Todt: "Eine völlige Kontrolle wird es leider nicht geben. Heute habe ich mich im Büro hier gefragt, ob nicht vielleicht Mikrofone irgendwo versteckt sein könnten. Man kann einen Abwehrplan haben. Die Formel 1 ist ein Wettbewerb, aber man benötigt Leute, die auch verantwortungsvoll genug sind. Jeder hat seinen eigenen Computer, sein eigenes Handy. Wenn man Zugriff auf die Informationen hat und es wirklich machen möchte, dann kann man das nicht verhindern. Wir suchen überall nach Verbesserungen, aber diese fallen nur klein aus. Das ist unsere tägliche Herausforderung, aber wir waren gut organisiert. Wir werden versuchen, noch besser organisiert zu sein. Aber wenn jemand etwas tun will, was er nicht darf, dann kann er das auch."

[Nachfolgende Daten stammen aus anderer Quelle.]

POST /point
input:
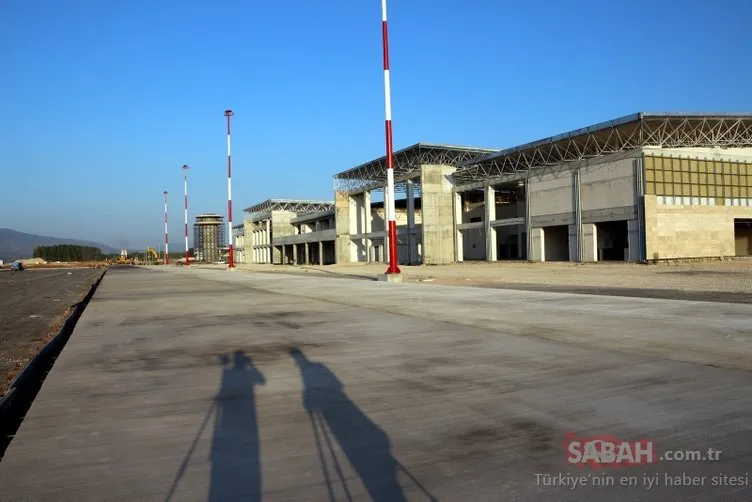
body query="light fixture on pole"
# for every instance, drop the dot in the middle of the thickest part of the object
(230, 257)
(389, 195)
(167, 252)
(185, 215)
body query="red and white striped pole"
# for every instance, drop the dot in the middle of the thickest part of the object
(185, 215)
(167, 256)
(231, 257)
(389, 199)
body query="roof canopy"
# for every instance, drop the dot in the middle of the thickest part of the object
(665, 130)
(407, 162)
(264, 209)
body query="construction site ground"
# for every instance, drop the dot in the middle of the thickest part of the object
(726, 281)
(191, 384)
(33, 305)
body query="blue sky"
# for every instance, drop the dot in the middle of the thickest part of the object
(102, 102)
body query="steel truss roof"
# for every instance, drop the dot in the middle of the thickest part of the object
(407, 162)
(264, 209)
(626, 133)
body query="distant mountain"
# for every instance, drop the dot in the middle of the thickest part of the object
(15, 245)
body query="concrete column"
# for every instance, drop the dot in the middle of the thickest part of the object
(538, 244)
(574, 243)
(634, 240)
(344, 248)
(576, 251)
(367, 224)
(436, 210)
(459, 244)
(589, 242)
(412, 248)
(490, 215)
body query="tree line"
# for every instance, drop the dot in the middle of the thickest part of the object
(69, 252)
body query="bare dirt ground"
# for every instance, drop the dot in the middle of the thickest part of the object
(33, 305)
(713, 281)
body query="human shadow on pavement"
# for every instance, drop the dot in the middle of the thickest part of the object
(235, 453)
(365, 444)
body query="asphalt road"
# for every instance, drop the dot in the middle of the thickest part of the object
(32, 305)
(204, 385)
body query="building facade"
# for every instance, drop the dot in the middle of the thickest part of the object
(286, 231)
(644, 187)
(423, 205)
(209, 237)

Frage: "McLaren-Mercedes kann am Sonntag den Fahrertitel holen, ihr habt den Konstrukteurstitel bereits. Welcher Titel ist in Anbetracht der Vorfälle der 'sauberere'?"
Todt: "Es war für uns wichtig, dass der Weltmotorsportrat diese Entscheidung getroffen hat. Wir respektieren das, daher ist es auch nicht angebracht, zu entscheiden oder einzuschätzen, welcher Titel nun sauber ist und welcher nicht. Das Ergebnis wird von den Leistungen der Teams bestimmt."

Frage: "Es gibt viele Reaktionen von Fans, die sich beschweren, weil der Radsport und andere Sportarten wegen Dopings und so weiter schwer verurteilt werden, aber in der Formel 1 gibt es Spionage und Skandale und Strafen. Was entgegnest du solchen Leuten?"
Todt: "Es war sicher ein aufregendes Jahr, in dem viel passierte - ich meinen Augen zu viel. Es ist wichtig, dass wir daraus lernen, um 2008 eine gute und faire Meisterschaft zu haben. Es ist schwierig, alle glücklich zu machen."